Bima Arya Minta Jokowi Sarankan Tak Hanya Social Distancing Tapi Juga Social Media Distancing
Bima menyarankan kepada Jokowi untuk memberitahu kepada semua pihak yang terjangkit Covid-19 untuk menerapkan social media distancing.
Penulis: Vincentius Jyestha Candraditya
Editor: Johnson Simanjuntak
TRIBUNNEWS.COM, JAKARTA - Wali Kota Bogor Bima Arya adalah salah satu penyintas virus corona atau Covid-19.
Saat masih menjadi pasien, Bima mengaku sempat ditelepon oleh Presiden Joko Widodo.
Dalam kesempatan itu, Bima menyarankan kepada Jokowi untuk memberitahu kepada semua pihak yang terjangkit Covid-19 untuk menerapkan social media distancing.
"Jadi hari ketiga (saya menjadi pasien) pak Jokowi telepon.
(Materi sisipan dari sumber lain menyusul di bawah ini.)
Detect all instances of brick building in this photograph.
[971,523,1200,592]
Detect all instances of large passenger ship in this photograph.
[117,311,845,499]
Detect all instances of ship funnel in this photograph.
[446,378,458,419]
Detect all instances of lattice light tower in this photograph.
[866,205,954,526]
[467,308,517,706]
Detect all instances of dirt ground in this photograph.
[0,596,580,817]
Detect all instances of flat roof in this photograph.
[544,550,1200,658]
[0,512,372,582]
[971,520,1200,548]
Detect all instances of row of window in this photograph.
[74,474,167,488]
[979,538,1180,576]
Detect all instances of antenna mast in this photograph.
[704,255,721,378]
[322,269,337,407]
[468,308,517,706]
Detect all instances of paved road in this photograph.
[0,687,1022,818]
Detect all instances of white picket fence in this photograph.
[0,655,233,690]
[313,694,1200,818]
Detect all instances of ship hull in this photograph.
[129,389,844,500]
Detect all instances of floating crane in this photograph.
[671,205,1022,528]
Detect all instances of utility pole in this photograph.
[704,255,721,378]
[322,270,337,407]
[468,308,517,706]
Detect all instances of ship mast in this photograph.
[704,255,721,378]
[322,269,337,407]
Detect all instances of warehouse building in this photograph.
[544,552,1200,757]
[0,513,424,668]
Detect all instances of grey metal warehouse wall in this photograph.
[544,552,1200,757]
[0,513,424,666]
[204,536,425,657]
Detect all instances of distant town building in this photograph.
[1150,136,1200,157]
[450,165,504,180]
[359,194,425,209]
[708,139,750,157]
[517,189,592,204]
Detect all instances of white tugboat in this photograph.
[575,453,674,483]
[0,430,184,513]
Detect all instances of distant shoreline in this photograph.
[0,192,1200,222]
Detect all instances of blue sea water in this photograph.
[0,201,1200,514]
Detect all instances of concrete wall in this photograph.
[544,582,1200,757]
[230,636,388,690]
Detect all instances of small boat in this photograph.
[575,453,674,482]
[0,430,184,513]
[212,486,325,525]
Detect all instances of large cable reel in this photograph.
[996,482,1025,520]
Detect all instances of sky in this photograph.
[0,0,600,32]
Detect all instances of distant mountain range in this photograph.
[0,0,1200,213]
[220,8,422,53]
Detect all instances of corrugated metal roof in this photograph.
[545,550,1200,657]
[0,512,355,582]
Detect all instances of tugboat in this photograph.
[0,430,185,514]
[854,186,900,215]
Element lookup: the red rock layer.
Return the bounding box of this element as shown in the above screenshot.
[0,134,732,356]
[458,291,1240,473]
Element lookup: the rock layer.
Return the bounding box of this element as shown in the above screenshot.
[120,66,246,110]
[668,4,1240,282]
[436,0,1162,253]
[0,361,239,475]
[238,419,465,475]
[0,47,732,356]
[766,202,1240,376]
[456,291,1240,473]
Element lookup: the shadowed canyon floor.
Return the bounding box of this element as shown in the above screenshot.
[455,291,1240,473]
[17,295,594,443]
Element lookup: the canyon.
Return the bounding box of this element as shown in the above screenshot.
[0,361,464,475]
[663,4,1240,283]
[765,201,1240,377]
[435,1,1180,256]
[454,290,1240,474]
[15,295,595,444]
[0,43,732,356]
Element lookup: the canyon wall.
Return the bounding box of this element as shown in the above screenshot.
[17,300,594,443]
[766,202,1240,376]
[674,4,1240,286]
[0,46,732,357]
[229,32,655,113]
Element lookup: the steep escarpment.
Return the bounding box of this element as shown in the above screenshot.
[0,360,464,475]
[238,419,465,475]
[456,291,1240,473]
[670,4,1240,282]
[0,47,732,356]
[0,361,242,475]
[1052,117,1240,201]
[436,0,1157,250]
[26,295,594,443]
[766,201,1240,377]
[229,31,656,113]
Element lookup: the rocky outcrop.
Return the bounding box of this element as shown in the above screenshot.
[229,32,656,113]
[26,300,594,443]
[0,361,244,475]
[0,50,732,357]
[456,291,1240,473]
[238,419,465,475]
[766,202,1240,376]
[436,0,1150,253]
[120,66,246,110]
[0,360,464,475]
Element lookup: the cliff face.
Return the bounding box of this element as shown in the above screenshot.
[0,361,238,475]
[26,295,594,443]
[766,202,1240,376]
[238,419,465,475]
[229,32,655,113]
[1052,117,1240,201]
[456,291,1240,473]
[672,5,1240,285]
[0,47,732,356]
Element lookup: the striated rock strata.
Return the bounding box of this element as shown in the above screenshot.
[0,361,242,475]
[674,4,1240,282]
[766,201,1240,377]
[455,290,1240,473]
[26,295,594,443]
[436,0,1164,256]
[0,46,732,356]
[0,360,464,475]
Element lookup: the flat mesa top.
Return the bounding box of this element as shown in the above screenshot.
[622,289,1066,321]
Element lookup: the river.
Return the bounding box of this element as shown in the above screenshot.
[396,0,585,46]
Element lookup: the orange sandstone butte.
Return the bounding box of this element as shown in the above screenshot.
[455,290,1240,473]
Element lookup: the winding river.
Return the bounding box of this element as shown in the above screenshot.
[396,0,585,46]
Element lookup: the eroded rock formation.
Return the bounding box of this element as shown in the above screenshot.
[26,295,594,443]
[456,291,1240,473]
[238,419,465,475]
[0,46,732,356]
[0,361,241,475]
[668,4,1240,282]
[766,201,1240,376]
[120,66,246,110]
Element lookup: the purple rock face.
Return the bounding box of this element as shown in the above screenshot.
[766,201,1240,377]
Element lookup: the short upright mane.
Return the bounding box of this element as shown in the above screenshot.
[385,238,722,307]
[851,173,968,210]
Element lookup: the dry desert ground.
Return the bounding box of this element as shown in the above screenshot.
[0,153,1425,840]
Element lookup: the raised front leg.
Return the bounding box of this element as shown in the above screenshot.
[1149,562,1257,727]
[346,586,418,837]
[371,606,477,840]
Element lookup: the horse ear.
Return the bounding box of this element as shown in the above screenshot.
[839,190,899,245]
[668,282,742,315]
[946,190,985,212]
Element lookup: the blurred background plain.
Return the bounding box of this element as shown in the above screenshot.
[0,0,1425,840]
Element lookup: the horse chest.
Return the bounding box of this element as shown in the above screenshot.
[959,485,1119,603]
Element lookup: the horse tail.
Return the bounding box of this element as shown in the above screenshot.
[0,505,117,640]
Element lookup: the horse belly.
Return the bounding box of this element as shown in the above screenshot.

Saya bilang bapak sarankan deh kepada yang sekarang sedang menjalani ujian Covid-19 dan juga orang lain, bukan hanya social distancing tapi juga social media distancing," ujar Bima, dalam diskusi Populi Center dan Smart FM Network bertajuk 'Covid-19: Suara Penyintas', Sabtu (26/9/2020).
Bima sendiri mengaku sudah memutuskan untuk puasa dalam bersosial media hingga tak membaca pesan di aplikasi percakapan WhatsApp (WA) tepat sehari sebelum Jokowi menelepon.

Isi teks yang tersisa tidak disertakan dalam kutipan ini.